Here is what they mean (In plain words and of course, my analogies):
First-order thinking is fast and simple: B is the logical outcome of event A. Michael is hungry, so he is going to eat a chocolate bar, which is an example of first-order thinking.
But then what? What happens as a consequence of B? (Does Michael gain weight from eating a lot of Milky Ways?)
And what happens as a result of that? (Does his recent weight gain cause his sugar levels to go up?) And what is the follow-on effect of that? (Does he now need daily medication, insulin injections, or a glucose monitor because of these higher sugar levels?)
Second-order thinking is about interactions and complex systems. It is slow and hard (but mastering it can put us steps ahead of the crowd).
Understanding the new world that is growing out of the pandemic requires thinking through these higher-order consequences and how it affects the companies that you own.
How can we adapt? How can we still pursue our goals (investment and lifestyle) in a changed world?
We think it through with humility and an open mind.
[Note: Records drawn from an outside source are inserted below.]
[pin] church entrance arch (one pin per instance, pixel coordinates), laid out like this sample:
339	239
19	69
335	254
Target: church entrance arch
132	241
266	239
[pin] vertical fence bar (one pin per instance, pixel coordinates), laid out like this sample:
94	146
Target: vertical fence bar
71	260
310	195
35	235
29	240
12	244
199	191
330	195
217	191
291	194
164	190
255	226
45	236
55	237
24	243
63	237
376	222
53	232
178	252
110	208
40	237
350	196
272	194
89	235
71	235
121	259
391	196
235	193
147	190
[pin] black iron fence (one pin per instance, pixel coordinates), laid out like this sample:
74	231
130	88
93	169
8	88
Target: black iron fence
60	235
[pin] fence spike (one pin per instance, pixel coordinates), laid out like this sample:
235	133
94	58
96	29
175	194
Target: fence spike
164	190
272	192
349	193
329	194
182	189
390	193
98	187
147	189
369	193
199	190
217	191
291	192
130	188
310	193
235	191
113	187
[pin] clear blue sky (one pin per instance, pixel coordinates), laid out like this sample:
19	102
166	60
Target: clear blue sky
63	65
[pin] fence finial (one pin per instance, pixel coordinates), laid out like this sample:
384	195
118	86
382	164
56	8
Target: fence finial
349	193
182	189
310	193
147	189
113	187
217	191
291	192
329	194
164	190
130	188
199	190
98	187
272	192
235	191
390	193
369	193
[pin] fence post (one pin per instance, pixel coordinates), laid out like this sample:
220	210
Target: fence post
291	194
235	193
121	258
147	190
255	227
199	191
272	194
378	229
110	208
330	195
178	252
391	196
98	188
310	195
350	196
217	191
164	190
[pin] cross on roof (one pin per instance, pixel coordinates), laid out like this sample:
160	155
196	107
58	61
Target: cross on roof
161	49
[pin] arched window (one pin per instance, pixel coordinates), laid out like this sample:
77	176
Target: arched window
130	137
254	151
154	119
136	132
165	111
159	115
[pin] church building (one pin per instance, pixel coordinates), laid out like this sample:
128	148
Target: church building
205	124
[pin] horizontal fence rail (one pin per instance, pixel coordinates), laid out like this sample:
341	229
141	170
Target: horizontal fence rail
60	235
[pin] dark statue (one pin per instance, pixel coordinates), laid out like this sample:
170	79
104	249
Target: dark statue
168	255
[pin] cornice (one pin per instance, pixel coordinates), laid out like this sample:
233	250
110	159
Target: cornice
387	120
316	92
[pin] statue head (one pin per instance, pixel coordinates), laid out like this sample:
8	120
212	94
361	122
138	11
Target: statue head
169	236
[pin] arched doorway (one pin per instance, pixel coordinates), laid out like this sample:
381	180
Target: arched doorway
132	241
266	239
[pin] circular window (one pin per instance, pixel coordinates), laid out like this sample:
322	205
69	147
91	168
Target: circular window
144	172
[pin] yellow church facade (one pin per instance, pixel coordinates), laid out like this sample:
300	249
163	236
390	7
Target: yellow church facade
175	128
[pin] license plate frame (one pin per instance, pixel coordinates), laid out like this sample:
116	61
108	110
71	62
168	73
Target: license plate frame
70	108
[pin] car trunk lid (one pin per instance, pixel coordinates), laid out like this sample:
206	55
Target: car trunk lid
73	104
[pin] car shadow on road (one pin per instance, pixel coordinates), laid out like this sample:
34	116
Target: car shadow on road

A mind not fogged by fear.
We hone our second order thinking skills by asking: what could happen? And then what? How likely is it that I am right? What could happen if I am wrong? How do I position myself and my family?
We will do it together.
COVID-19 is going to be with us for the rest of 2020 and possibly into 2021. So as a firm, we too are adapting.
At Landsberg Bennett, it means we will hold virtual meetings, limit office visits through June and work with what makes people most comfortable over the summer. For those that want to come in, we meet in our larger conference room and maintain 6 feet of social distance. For those that have more concerns with their immune system, we work with them via video conferencing to make sure they are kept safe and informed but out of harm’s way as much as possible.
It also means big changes in all our personal lives with children & grandchildren studying online through the end of the school year and possibly into the next.
Many of your/my much-anticipated summer vacations to Europe or back up north to see family are either canceled or still pending. The key for all our mental well-being is to not think of what we have lost, but for us, is to enjoy the things we can do and keep that in the proper perspective. Seeing some of the beauty that surrounds us by taking walks, biking, or boating are great ways to do just that.
We will get through this, and we will all be better and more appreciative when we do.